Editorial: Chega! Como foi possível?

12/01/2021 15:03 - Modificado em 12/01/2021 15:11

O Chega escolheu Cabo Verde para cravar a sua lança em África: contaminando a diplomacia de um país que sempre evitou entrar em derivas manhosas, pondo em causa pergaminhos laboriosamente construídos ao longo de décadas de uma política externa pragmática e intoxicando a relação de confiança com um sector de governação que – salvo nos últimos tempos – sempre mereceu a mais positiva das apreciações da parte dos cidadãos nacionais.

Foi, pois, com surpresa que os cabo-verdianos ficaram a saber da ligação do Governo da República ao Chega, por via da representação do país na Flórida, nos Estados Unidos, por um dos mais destacados membros e financiadores do partido de André Ventura. César de Paço foi nomeado, há alguns meses, Cônsul Honorário de Cabo Verde em Palm Coast, forjando-se, assim, uma relação formal e vinculativa deste nosso arquipélago àquela controversa figura da diáspora lusa nos EUA, com um passado ligado a um processo-crime julgado por contumácia.  

Mas como é que um país como Cabo Verde chega a uma situação destas, a uma relação tão improvável quanto íntima com um partido racista, chauvinista, fascista e nacionalista, de um país onde, em termos de tolerância e integração socio-economica e cultural, os nossos imigrantes não vivem no melhor dos mundos? Amizades pessoais, a partilha de princípios ideológicos, a existência de relações comuns, perspectivas de negócios lucrativos para as partes em presença e vários outros factores poderão responder a esta questão, mas ainda assim em termos bem pouco convincentes.

O elemento mais em evidência, até prova em contrário, é a actual liderança da política externa cabo-verdiana, que tem em Luís Filipe Tavares – o ministro dos Negócios Estrangeiros – um condutor pouco hábil que trabalha à revelia, e mesmo em oposição frontal às tradições da diplomacia nacional, e não se coíbe de linkar Cabo Verde às situações mais incongruentes e defensáveis para o comum dos cidadãos.

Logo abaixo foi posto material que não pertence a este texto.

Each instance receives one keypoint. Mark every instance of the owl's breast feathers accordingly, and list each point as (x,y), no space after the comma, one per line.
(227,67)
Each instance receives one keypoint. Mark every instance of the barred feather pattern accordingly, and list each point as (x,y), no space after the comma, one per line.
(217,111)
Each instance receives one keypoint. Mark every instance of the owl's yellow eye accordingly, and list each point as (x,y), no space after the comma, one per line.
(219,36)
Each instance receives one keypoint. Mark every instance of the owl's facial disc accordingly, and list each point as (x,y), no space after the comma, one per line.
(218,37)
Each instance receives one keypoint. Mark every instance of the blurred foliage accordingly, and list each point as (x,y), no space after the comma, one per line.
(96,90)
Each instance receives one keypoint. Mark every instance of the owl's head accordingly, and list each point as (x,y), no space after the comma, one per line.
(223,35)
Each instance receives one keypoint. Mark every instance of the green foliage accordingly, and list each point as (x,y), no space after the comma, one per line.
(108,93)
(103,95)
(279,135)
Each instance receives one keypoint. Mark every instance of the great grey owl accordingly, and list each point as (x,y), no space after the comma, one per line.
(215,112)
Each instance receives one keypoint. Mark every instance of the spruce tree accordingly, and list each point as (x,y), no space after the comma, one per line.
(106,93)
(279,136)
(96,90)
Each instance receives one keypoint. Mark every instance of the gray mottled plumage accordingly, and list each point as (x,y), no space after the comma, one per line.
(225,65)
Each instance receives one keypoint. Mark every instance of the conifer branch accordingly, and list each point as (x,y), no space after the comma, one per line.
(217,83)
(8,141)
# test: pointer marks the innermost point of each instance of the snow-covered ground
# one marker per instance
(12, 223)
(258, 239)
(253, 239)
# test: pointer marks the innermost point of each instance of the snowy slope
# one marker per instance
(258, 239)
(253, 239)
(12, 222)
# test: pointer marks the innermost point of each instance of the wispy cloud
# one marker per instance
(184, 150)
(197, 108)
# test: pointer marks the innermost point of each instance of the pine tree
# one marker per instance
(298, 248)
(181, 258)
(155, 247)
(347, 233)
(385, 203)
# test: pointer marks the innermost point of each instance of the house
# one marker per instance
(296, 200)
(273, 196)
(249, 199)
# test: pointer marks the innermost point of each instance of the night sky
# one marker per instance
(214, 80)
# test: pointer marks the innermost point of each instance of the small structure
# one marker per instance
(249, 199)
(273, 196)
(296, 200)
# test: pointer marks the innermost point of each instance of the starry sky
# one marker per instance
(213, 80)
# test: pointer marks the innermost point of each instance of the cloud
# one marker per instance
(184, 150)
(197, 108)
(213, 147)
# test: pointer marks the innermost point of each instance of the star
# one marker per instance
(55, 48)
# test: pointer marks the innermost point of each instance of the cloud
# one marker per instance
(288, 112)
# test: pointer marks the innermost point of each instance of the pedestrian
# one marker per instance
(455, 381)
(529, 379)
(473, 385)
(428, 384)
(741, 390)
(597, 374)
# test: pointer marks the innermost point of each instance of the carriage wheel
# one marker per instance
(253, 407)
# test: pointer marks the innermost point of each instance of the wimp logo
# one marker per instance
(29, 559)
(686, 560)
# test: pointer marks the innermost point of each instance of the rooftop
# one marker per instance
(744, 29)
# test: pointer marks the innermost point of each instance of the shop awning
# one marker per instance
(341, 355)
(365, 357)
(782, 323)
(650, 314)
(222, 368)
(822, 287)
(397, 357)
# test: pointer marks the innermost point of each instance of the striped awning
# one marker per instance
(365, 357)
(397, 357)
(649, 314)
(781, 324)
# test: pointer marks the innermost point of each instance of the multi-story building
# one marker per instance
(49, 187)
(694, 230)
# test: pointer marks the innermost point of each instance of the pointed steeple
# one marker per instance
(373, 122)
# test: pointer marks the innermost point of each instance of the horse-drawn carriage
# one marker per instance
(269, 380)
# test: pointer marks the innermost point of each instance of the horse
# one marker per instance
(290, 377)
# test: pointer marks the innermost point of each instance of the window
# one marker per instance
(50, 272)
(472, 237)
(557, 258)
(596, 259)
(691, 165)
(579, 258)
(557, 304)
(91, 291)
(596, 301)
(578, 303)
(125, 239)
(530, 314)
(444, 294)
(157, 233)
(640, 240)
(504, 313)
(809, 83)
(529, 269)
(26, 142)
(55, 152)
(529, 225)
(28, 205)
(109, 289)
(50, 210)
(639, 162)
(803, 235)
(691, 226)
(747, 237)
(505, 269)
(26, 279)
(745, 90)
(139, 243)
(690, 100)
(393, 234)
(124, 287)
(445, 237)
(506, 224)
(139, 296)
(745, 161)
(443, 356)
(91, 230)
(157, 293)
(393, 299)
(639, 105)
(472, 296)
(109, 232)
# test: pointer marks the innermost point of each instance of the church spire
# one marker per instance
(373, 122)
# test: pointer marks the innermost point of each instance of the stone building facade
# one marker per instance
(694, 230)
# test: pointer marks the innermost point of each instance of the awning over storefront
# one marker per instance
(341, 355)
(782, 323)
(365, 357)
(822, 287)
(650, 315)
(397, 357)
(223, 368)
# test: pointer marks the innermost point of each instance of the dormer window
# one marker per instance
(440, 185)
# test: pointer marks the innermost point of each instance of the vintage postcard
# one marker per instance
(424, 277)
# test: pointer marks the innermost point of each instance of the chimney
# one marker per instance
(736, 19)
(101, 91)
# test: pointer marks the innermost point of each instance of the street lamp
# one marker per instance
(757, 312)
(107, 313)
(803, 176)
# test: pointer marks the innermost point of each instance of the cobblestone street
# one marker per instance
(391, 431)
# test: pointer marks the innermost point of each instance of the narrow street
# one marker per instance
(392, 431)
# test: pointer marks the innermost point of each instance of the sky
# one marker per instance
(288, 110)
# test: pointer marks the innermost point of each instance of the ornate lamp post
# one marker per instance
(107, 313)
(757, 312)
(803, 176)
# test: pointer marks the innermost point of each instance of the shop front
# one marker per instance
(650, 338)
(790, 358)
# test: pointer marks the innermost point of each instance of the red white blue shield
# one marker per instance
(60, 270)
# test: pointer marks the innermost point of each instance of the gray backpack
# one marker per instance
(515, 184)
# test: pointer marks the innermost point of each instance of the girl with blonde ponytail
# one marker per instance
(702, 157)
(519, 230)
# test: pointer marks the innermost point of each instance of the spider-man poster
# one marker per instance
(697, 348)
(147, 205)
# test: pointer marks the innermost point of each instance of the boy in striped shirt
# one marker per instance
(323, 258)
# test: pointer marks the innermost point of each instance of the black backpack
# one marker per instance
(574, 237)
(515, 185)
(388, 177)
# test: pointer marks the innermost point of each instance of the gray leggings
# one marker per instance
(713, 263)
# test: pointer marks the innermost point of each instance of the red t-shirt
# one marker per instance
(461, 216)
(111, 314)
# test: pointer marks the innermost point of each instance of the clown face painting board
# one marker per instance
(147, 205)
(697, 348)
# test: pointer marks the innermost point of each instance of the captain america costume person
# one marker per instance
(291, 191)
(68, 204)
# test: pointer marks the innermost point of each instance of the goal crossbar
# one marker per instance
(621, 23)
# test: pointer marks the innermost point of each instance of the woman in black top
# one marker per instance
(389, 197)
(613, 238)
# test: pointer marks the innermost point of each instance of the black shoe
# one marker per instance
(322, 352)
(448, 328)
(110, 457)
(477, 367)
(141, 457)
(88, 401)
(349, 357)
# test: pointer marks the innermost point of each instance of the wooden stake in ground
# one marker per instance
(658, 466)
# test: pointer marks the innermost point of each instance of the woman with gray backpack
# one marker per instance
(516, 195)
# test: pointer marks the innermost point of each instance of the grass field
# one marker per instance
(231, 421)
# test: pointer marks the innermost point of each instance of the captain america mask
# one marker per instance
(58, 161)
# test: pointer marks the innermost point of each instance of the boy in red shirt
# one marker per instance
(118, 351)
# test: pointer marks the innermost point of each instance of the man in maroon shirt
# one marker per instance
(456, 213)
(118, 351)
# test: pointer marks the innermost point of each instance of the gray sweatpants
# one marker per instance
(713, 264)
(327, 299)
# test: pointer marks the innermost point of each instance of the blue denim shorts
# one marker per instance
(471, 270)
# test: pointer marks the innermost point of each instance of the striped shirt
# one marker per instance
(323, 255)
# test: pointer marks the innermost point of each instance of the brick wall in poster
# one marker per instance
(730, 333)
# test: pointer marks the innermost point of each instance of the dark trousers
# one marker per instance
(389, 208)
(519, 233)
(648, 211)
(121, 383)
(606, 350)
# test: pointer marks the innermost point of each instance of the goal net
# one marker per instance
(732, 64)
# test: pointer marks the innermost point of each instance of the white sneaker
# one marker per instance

Vários, para não se dizer inúmeros, têm sido os casos em que se apontam ao MNE decisões no mínimo duvidosas ou, no máximo, completamente nocivas aos interesses de Cabo Verde. Dentro do seu próprio ministério, os detentores de toda a reserva profissional e moral e de todo o manancial de experiência acumulada ao longo de quase 5 décadas de Cabo Verde independente, são unânimes em condenar as derivas do ministro, que parece ser, em matéria de política externa, a única cabeça pensante do seu Governo.

E é estranho que assim seja quando se sabe que a governança de Cabo Verde passa, em grande medida, pela sua diplomacia e pela imagem que do país têm os seus parceiros externos. Daí toda a estranheza e a enorme estupefacção que as ligações, até agora sem qualquer dessmendito, do Governo de Cabo Verde ao partido de André Ventura provocaram no mais vasto espectro do espaço de opinião pública em Cabo Verde.

Mas tudo o que se possa dizer para justificar o alinhamento e a amizade da diplomacia (em regra uma das mais nobres atividades governativas) cabo-verdiana com essa aberração que é o Chega não é nada comparada com um coisa simples mas inalienável: a decência. É isso que se deve ter em conta em primeiro lugar, é o que, no fim de tudo, faz a diferença.  

Afinal, o Chega não passa, para um país como Cabo Verde, de uma coisa pequena, venenosa e contra-natura. Indo mais longe, André Ventura, com os seus acólitos, os seus refugos políticos e a sua ideologia (ou falta dela), simbolizam tudo o que Cabo Verde não representa: uma sociedade plural, uma cultura mestiça, um ideal de direitos, liberdades e garantias, uma visão de diálogo interno e com o mundo, um espaço de vivência sem intolerância nem racismo.

E se é isso que nós, cabo-verdianos, queremos, temos de o saber exigir, num nível de elevada práxis, aos governos da República, àqueles que nos representam perante o mundo.